Shazam images
Based on Tensorflow with the MobileNet model and ImageHash
Shazim retrieve similar images with AI Deep Learning and advanced hash image algorithms
The AI analyse images with MobileNet Tensorflow neural network and image are also analysed with complex linear algebra
A signature (hashcode) is computed for each image
Shazim compares images signature to compute the distance between 2 images
It's a POC only
Big thanks to Johannes Buchner for the ImageHash library and Google for TensorFlow
Based on Tensorflow, Pillow, Numpy, Scipy, ImageHash,
Easy installation, tested with Python 3.7 & Tensorflow 2.3
pip install -r requirements.txt
python shazim.py ski.jpg
shazim.py ski.jpg
Found 4 image(s)
images\ski.jpg at 100%
images\ski_copy.jpg at 100%
images\ski2.jpg at 84%
images\000000037689.jpg at 75%
Original: Copy 100%: Flip 84%: Other 75%:
Detect modified image from originals
shazim.py lenna.jpg
Found 3 image(s)
images\lenna.png at 100%
images\lenna-crop.jpg at 93%
images\lenna1.jpg at 72%
Original: Same 100%: Cropped image 93%: Text inserted 72%:
Image directory must be parsed for training before Shazim
shazim.py -p images
Parse images
Found 15 images in 0.0 s
Hashing
Hash 1/15 in 0.0 s
Load TensorFlow model:
Hash 11/15 in 3.2 s
Hashed in 3.3 s
Save db.pickle
Thresold = 50% instead of 75%:
# dah: AverageHash score (generate a 8x8 matrix with average points and compute the hamming distance)

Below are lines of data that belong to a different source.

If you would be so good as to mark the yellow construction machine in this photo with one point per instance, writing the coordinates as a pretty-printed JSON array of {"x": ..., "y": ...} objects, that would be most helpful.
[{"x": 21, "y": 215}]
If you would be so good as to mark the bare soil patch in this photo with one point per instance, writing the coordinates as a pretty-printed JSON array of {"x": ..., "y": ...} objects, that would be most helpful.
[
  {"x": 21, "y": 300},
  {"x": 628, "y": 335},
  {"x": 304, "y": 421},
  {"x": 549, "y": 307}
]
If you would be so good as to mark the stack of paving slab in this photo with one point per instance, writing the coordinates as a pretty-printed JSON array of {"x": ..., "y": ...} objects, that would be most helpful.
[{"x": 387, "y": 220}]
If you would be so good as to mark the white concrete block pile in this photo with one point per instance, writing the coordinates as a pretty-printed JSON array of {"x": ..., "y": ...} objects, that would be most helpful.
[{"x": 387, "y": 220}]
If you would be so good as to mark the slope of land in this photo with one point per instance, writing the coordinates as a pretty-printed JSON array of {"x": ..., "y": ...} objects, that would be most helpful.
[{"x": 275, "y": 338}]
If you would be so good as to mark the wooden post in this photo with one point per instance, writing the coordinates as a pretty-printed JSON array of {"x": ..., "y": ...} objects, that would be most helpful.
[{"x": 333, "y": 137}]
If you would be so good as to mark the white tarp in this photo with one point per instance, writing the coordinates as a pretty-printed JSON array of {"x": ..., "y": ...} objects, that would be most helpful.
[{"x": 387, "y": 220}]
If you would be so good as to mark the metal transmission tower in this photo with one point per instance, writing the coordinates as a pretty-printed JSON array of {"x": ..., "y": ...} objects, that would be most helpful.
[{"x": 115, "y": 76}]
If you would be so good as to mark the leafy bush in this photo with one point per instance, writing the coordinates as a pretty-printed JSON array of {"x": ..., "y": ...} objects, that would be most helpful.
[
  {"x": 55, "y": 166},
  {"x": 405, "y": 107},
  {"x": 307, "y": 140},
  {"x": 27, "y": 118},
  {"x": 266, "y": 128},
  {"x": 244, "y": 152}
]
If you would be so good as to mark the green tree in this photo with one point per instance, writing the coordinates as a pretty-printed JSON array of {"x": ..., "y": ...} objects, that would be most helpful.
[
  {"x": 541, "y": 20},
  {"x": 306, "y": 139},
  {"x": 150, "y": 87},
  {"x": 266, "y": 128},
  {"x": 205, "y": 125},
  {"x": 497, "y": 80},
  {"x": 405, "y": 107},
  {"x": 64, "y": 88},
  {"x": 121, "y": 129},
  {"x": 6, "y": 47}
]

# ddh: Difference Hash (generate 8x8 matrix with Discret Cosine Transform from gradients and compute the hamming distance)
# dfv: Feature Vector Hash (generate a 1792 vector from the output of the convulational parts of the MobileNet network and compute the cosine distance)
# Wavelets hash are not used beacause it's too slow and perceptual hash are not used because difference hash is better
# VGG*, Inception*, ResNet* are not used because the training is too slow
shazim.py -v ski.jpg
Parse images
Found 10 image(s)
images\ski.jpg at 100%
{'dah': 1.0, 'ddh': 1.0, 'dfv': 1.0}
images\ski_copy.jpg at 100%
{'dah': 1.0, 'ddh': 1.0, 'dfv': 1.0}
images\ski2.jpg at 84%
{'dah': 0.953, 'ddh': 0.719, 'dfv': 0.836}
images\000000037689.jpg at 75%
{'dah': 0.875, 'ddh': 0.578, 'dfv': 0.782}
images\000000038118.jpg at 73%
{'dah': 0.844, 'ddh': 0.609, 'dfv': 0.73}
images\ski3.jpg at 71%
{'dah': 0.828, 'ddh': 0.5, 'dfv': 0.754}
images\cat.10994.jpg at 57%
{'dah': 0.531, 'ddh': 0.422, 'dfv': 0.661}
images\cat.11016.jpg at 57%
{'dah': 0.625, 'ddh': 0.562, 'dfv': 0.544}
images\00000005.jpg at 55%
{'dah': 0.656, 'ddh': 0.375, 'dfv': 0.591}
images\lenna1.jpg at 54%
{'dah': 0.5, 'ddh': 0.5, 'dfv': 0.582}
Training:
from shazim import ShazimEngine
shazim = ShazimEngine()
shazim.parse("images")
shazim.train()
shazim.save()
Predict:
from shazim import ShazimEngine
shazim = ShazimEngine()
shazim.load()
im = shazim.load_image("ski.jpg")
thresold = 0.75
res = shazim.shazim(im, thresold)
Compare two images:
from shazim import ShazimEngine
shazim = ShazimEngine()
im1 = shazim.load_image("ski.jpg")
im2 = shazim.load_image("ski_copy.jpg")
res = im1 - im2
Hash image
from shazim import ShazimEngine
shazim = ShazimEngine()
im = shazim.load_image("ski.jpg")
im.ah #Average hash
im.dh #Difference hash
im.fv #MobileNet hash
Understand Image Hashing vs Deep Learning
Image hashing compute a 8x8 matrix and detect similar image or photoshoped image
For Image Hashing these images are in the same category :
shazim.py images\forest-high.jpg
Shazim...
Found 1 image(s)
images\forest-copyright.jpg at 98%
And these images are differents :
shazim.py images\tumblr1.jpg
Shazim...
Found 0 image(s)
Deep Learning wants to detect that these images are quite similar
Let see the prediction with -v option :
shazim.py images\tumblr1.jpg -v
Found 10 image(s)
images\tumblr2.jpg at 70%
{'dah': 0.609, 'ddh': 0.453, 'dfv': 0.86}
# dh : Difference hash doest not detect anything
# ah : Average hash detect only 61% similarity
# fv : MobileNet detect well at 86%
# Ponderation between hash methodes are weights = [1.0,1.0,2.0]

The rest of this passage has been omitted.